Elle tient debout uniquement grâce à la détermination des familles, des enseignants et de l’ensemble des personnels.
Depuis des années, j’alerte sur les classes supprimées et surchargées, sur les postes supprimés, l’absence d’AESH, d’AED, d’infirmières, de psychologues, les établissements délabrés, et chaque rentrée confirme que la situation continue de se dégrader.
Si les parents se mobilisent, c’est parce que leurs enfants se retrouvent dans des conditions d’apprentissage indignes d’un pays qui prétend défendre l’égalité républicaine.
On demande à l’école publique et aux personnels de l’éducation de faire avec moins, toujours moins, alors que les besoins explosent.
Je veux dire ici ma solidarité pleine et entière avec celles et ceux qui refusent de laisser l’école publique reculer encore.

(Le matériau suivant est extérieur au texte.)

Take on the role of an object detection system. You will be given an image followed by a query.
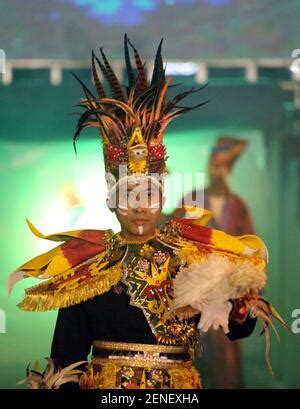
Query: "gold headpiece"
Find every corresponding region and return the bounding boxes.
[73,34,205,190]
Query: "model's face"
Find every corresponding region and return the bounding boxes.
[116,180,162,238]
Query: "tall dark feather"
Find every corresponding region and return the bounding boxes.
[100,47,124,101]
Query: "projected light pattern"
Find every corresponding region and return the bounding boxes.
[72,0,206,26]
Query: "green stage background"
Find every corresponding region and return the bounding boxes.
[0,71,300,388]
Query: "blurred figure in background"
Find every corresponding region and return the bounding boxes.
[162,136,254,389]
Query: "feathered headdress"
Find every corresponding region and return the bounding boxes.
[73,34,205,190]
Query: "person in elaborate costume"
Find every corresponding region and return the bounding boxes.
[9,35,288,389]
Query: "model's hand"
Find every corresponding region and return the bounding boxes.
[198,302,232,334]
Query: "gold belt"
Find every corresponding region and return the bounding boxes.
[93,341,192,369]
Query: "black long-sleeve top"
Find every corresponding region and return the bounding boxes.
[51,289,256,367]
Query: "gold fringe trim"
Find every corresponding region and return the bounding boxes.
[168,367,202,389]
[18,263,122,311]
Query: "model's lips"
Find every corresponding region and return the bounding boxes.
[133,219,148,225]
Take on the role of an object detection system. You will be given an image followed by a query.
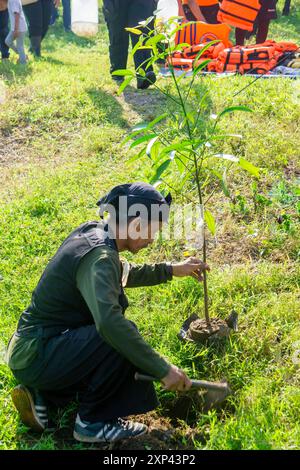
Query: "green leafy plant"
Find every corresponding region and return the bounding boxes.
[114,17,259,325]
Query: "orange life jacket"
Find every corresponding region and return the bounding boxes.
[218,45,275,64]
[175,21,231,47]
[172,42,225,59]
[166,57,193,70]
[182,0,219,7]
[213,59,277,75]
[218,0,261,31]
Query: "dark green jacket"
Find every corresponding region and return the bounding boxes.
[9,222,172,378]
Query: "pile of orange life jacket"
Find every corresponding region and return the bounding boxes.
[167,41,299,74]
[218,0,261,31]
[208,41,298,74]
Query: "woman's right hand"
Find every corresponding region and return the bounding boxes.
[161,364,192,392]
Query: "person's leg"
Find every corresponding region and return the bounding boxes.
[235,28,247,46]
[13,325,158,428]
[128,0,156,89]
[256,19,270,44]
[127,0,155,71]
[23,0,42,57]
[5,31,18,54]
[16,33,27,64]
[41,0,52,40]
[0,10,9,59]
[49,3,59,26]
[200,3,220,24]
[103,0,129,78]
[62,0,71,31]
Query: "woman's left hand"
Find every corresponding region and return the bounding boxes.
[172,256,210,282]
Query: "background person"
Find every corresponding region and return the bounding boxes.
[23,0,60,57]
[5,0,27,64]
[8,183,208,442]
[182,0,219,24]
[235,0,277,46]
[50,0,71,33]
[0,0,9,60]
[103,0,157,89]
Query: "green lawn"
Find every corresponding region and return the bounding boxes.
[0,0,300,449]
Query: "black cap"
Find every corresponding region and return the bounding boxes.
[97,182,172,221]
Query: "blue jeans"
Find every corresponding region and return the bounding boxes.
[5,31,27,64]
[0,10,9,59]
[50,0,71,31]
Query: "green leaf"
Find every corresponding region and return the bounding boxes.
[132,122,148,132]
[146,136,158,158]
[193,59,211,75]
[221,168,230,197]
[194,39,221,62]
[150,158,172,184]
[239,158,259,178]
[217,106,253,119]
[204,209,216,235]
[118,76,133,95]
[148,113,168,129]
[129,134,156,149]
[125,28,142,36]
[112,69,134,77]
[145,33,166,46]
[213,153,239,163]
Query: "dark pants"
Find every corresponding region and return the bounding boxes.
[50,0,71,31]
[103,0,156,72]
[0,10,9,59]
[183,4,220,24]
[23,0,53,39]
[235,19,270,46]
[235,0,277,46]
[13,325,158,422]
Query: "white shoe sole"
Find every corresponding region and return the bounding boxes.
[11,385,45,432]
[73,428,148,444]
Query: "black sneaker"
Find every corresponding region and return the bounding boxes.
[11,385,49,432]
[137,71,156,90]
[73,415,148,442]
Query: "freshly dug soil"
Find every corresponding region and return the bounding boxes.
[187,318,231,343]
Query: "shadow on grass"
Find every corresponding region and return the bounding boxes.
[87,88,129,128]
[0,60,32,83]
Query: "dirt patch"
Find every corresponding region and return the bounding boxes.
[17,412,201,450]
[187,318,231,343]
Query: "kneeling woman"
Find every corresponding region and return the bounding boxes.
[8,183,207,442]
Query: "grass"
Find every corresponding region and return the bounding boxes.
[0,0,300,449]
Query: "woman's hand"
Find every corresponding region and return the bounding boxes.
[161,365,192,392]
[172,256,210,281]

Les habitants de ce département ont droit à la même qualité de service public que partout ailleurs. Il est temps que l’État prenne la mesure de ses responsabilités : investir, recruter, stabiliser, réparer, renforcer. Rien de tout cela n’est impossible. Ce qui manque, c’est la volonté politique pour enfin mettre en place un Plan d’urgence pour l’éducation en Seine-Saint-Denis.
L’éducation de nos enfants est notre avenir, l’école mérite mieux que l’austérité et le mépris.
Soutien total aux communautés éducatives.